I was completely unfamiliar with The Rifleman until my husband found it on an obscure channel and got me hooked. The other night we watched an episode that aired in 1962. Mark and Lucas are cleaning up dinner dishes. Thoroughly enjoying the episode, I made the comment to hubby that “I’m gone on this series.”

This is the dialogue exchange between Mark and Lucas that immediately followed my comment:

Mark: (standing at sink and looking at a dirty dish) This isn’t clean, Pa.

Lucas: I guess that just goes to show the best dish washer is still a woman.
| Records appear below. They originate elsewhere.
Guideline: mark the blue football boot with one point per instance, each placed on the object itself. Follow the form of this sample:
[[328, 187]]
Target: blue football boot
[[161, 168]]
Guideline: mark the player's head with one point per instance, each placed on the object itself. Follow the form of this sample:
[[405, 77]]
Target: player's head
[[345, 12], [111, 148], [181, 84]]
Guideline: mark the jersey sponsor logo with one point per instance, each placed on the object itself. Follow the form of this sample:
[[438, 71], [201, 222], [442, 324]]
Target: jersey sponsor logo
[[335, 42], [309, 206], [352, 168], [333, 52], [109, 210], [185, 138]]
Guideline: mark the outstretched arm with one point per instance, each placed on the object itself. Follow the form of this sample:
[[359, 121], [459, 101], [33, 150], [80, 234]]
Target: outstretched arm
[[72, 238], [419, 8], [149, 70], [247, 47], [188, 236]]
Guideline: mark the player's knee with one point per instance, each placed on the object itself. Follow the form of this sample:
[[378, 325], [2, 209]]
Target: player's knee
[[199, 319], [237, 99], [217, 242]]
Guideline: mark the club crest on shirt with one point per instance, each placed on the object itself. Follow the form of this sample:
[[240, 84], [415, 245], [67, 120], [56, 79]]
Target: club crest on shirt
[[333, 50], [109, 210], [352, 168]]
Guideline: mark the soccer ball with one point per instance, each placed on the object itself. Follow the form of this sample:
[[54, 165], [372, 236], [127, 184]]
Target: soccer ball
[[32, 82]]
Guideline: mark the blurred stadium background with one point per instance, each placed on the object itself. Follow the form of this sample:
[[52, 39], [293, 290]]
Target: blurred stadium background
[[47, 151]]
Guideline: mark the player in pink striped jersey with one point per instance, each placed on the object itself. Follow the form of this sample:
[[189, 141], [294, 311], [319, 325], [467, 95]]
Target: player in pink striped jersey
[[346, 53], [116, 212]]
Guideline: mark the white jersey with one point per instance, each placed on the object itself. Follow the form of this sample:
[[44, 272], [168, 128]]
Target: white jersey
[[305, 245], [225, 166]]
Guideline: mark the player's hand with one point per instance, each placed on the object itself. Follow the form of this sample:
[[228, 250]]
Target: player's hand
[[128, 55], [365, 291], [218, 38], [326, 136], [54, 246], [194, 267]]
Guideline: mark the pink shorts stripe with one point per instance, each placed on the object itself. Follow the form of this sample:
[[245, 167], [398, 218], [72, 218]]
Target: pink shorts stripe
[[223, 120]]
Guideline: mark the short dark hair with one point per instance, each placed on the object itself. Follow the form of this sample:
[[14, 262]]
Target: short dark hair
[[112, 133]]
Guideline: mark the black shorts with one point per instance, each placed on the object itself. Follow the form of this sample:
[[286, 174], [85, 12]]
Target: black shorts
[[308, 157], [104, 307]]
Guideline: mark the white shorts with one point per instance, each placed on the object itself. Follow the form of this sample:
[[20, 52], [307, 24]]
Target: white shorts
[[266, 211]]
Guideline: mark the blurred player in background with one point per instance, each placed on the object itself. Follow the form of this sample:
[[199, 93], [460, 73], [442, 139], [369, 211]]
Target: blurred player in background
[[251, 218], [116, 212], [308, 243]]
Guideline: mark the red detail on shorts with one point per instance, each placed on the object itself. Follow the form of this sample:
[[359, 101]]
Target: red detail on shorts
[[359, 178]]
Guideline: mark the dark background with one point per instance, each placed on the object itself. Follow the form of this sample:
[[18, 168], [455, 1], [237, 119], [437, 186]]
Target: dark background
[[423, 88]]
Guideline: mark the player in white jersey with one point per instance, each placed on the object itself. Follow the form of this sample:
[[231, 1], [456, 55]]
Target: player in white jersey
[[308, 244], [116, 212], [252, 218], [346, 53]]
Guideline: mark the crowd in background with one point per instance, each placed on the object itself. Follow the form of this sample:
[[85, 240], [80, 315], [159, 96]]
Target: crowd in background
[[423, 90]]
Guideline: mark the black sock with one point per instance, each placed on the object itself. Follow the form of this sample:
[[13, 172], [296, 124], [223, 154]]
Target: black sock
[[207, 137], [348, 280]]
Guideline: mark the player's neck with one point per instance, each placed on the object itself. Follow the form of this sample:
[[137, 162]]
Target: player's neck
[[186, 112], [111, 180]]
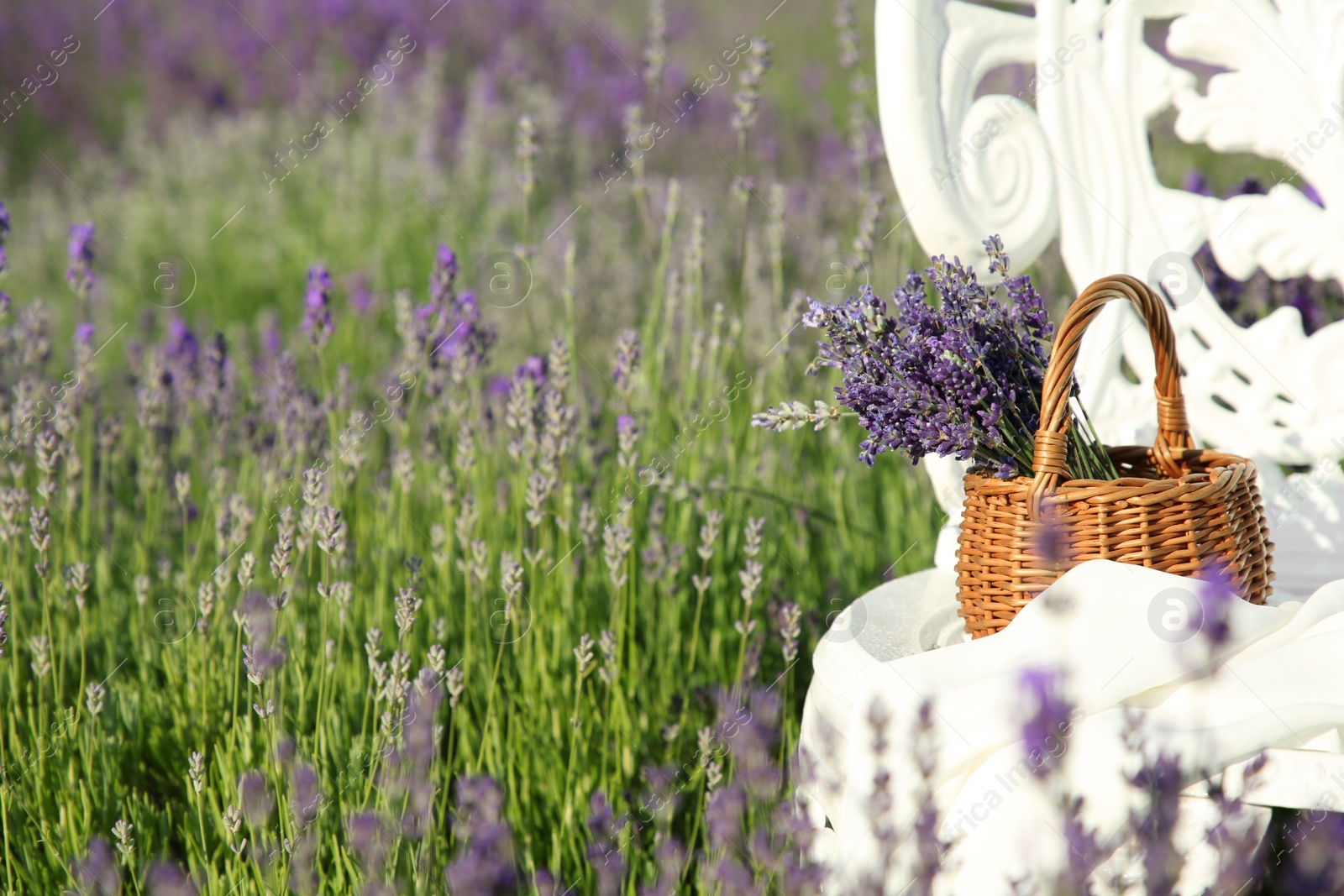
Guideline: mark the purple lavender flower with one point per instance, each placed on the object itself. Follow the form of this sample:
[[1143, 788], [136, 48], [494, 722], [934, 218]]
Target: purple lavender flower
[[369, 840], [257, 802], [1160, 781], [1216, 593], [961, 379], [80, 273], [441, 278], [181, 347], [4, 228], [723, 817], [318, 322], [97, 871], [604, 852], [533, 369], [1048, 720], [165, 879], [627, 360], [306, 795], [360, 297], [486, 864], [752, 730]]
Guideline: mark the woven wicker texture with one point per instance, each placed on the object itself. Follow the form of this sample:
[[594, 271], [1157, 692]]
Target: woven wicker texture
[[1175, 508]]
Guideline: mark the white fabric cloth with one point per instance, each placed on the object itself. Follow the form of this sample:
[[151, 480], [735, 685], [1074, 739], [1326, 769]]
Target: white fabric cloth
[[1108, 627]]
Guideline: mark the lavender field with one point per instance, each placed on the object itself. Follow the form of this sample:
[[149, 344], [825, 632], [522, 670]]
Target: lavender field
[[381, 506]]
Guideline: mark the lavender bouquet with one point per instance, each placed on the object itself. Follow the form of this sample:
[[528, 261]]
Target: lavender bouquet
[[960, 378]]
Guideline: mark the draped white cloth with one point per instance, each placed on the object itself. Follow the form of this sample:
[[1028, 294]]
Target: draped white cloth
[[1122, 636]]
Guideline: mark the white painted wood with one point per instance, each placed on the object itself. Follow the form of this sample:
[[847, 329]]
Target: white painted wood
[[1070, 159]]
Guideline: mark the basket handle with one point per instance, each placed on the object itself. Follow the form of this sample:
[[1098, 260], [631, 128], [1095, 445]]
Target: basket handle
[[1052, 446]]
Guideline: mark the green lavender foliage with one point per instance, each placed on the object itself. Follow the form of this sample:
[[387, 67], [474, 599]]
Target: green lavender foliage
[[168, 506]]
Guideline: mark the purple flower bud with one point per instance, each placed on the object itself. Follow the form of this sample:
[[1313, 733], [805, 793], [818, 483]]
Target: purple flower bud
[[80, 273], [318, 320], [307, 799], [165, 879], [1048, 720], [441, 278], [369, 840], [1216, 593], [257, 802], [4, 228], [360, 297], [181, 347], [97, 871], [533, 369]]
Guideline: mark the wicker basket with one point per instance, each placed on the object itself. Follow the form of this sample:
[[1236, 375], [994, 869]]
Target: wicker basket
[[1175, 508]]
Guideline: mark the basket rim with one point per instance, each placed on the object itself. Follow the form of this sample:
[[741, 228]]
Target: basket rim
[[1223, 470]]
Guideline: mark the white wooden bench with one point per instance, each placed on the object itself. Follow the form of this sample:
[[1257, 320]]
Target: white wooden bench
[[1070, 157]]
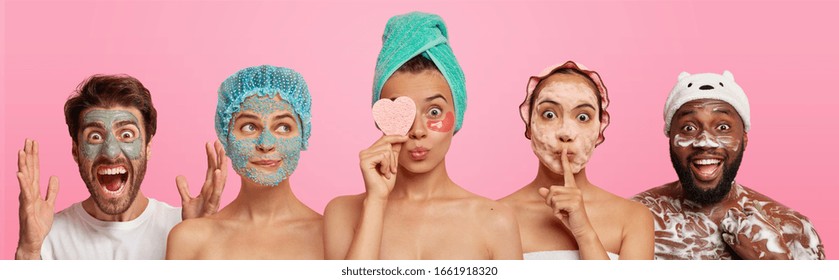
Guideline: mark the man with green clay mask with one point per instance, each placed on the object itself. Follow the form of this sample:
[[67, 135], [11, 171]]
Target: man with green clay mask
[[111, 120]]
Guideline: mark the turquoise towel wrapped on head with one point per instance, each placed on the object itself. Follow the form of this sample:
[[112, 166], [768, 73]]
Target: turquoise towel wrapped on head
[[413, 34]]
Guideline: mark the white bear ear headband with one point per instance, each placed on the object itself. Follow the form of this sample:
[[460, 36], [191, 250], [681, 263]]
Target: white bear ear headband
[[725, 73], [690, 87]]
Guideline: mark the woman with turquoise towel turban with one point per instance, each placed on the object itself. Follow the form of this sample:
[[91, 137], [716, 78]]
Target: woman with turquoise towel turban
[[263, 119], [411, 208]]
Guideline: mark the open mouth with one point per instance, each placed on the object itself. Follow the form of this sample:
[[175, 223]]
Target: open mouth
[[706, 169], [112, 178]]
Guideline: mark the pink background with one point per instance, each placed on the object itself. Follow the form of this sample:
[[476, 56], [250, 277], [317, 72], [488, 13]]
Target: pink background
[[781, 53]]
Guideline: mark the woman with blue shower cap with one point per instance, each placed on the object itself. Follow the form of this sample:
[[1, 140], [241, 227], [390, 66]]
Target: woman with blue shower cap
[[411, 208], [263, 120]]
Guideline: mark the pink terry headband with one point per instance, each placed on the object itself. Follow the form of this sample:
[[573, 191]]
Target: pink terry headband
[[524, 108]]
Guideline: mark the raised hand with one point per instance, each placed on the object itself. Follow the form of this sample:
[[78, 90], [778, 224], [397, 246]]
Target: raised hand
[[36, 214], [751, 235], [379, 165], [207, 202], [567, 201]]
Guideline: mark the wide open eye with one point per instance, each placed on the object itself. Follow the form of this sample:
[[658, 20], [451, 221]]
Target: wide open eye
[[549, 115], [248, 128], [126, 135], [94, 138], [284, 128], [583, 117], [434, 112]]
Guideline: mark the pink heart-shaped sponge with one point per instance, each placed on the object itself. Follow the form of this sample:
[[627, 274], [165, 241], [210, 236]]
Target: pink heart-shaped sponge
[[395, 117]]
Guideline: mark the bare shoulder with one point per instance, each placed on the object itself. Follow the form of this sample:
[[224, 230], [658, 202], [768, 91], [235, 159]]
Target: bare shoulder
[[632, 214], [517, 200], [666, 191], [769, 206], [493, 215], [799, 232], [188, 237]]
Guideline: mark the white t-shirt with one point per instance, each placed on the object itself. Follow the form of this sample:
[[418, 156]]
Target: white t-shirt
[[77, 235]]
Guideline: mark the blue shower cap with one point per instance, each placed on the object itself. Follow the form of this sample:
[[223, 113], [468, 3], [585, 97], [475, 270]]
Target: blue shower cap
[[263, 80]]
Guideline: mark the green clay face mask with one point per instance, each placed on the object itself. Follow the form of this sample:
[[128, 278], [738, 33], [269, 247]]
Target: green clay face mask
[[117, 133], [266, 150]]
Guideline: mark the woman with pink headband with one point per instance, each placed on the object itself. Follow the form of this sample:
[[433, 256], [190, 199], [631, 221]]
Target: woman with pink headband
[[565, 115]]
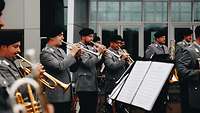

*Hysterical laughter from my husband*
*Yelling at the TV from me*

Husband: Are you gone on it now?

When I got done yelling (and he wiped his eyes from laughing so hard), I reminded myself the episode aired in 1962. Not only that, it reflected a time frame not long after the Civil War. Even if the episode was remade today, the mentality would be correct for the time period in which the show was set. Hard as that dialogue exchange is to swallow, there is nothing wrong with it when placed in perspective.

I remember writing a short story set in the 70s and cringing when I had to use the term stewardess instead of flight attendant. But I grew up hearing that term and it was correct for the time.

We all try to be authentic in our writing, but are there phrases you’ve had to use (based upon an era or time period) that made you cringe? Can you think of any example like mine from The Rifleman that made you roll your eyes or laugh? Heck, maybe you just want to tell me what silly old TV show you still remember fondly, despite the fact it would send PC monitors shrieking into the wild.

Let’s have some fun in the comments!